For some this was unforgivable. Paste Magazine were appalled by the record the band and replacement producer Dan Carey finally settled on, declaring that the "four dapper Scotsmen [sic] that constitute this group should be ashamed of their tuneless, thoughtless, meaningless new offering", while our sister title Uncut cheekily punned the band's second album title to suggest Franz' third effort was tainted with the "inescapable feeling… that we could have had it so much better".
Considering they jolted British rock ‘n’ roll back into life with their 2004 self titled debut, any Franz record which doesn't make an immediate impact is going to struggle by comparison, yet on reflection 'Tonight: Franz Ferdinand' has matured finely with time.
Dan Carey might not have given the band the giddy, disco thrills Xenomania would have supplied, but the Streathamite's stint behind the desk nurtured Kapranos and co's sense of the macabre – a human skeleton was even used for percussion during sessions – yielding a dark dancefloor romance (plus the producer's dub remix of the record released as 'Blood: Franz Ferdinand').

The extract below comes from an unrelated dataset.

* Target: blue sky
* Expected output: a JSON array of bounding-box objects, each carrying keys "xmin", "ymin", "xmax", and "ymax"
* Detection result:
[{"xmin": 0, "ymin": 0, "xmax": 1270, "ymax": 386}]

Avoiding cheap electro flourishes to get feet moving 'Tonight: Franz Ferdinand' boasts smooth, undulating golden pop which takes Bowie's 'Young Americans' as launching point, before taking a sinister twist through the sweaty bodies and sexual politics of clubland.
'Ulysses' creeps forth with a pulsing beat that's almost explicit, setting the tone for Kapranos' dancefloor voyeur, while 'Turn It On' and 'Bite Hard' are a heady friendly mix of smart moves, smooth vocals and chiming choruses powered by Bob Hardy's heartbeat bass. 'What She Came For' switches the gender roles, with its female character's hunt for action ending in a punk storm, while 'Live Alone' glides through the night with a Blondie-like urgency (so apparent is New York's inspiration on the song, it's no wonder LCD Soundsystem picked it for a recent cover).
'Lucid Dreams' is an epic blur that speeds through the neon-lit night in a scoundscape of bumping basses, raw guitars and lightning strike synths, before 'Katherine Kiss Me' takes a step back from the darkness, swapping the album's debauched tone for a bleary eyed, morning after acoustic reflection.
What is most striking about 'Tonight: Franz Ferdinand' though, is that with a bit of distance and time to settle it's really grown into a complete, compelling album. Propelled by both its own sense of hedonism and Kapranos' ability to take himself out of the moment and leer back in, this record dives head first into the night, embracing a full spectrum from Bacchanalian revelry and sexual stand-offs to guilt and revenge with a no-holding-back, Gonzo-like commitment.
Franz Ferdinand were pleading for years for someone to "take me out". Well, with 'Tonight: Franz Ferdinand' they returned the favour, and what a wild ride on the dark side it proved.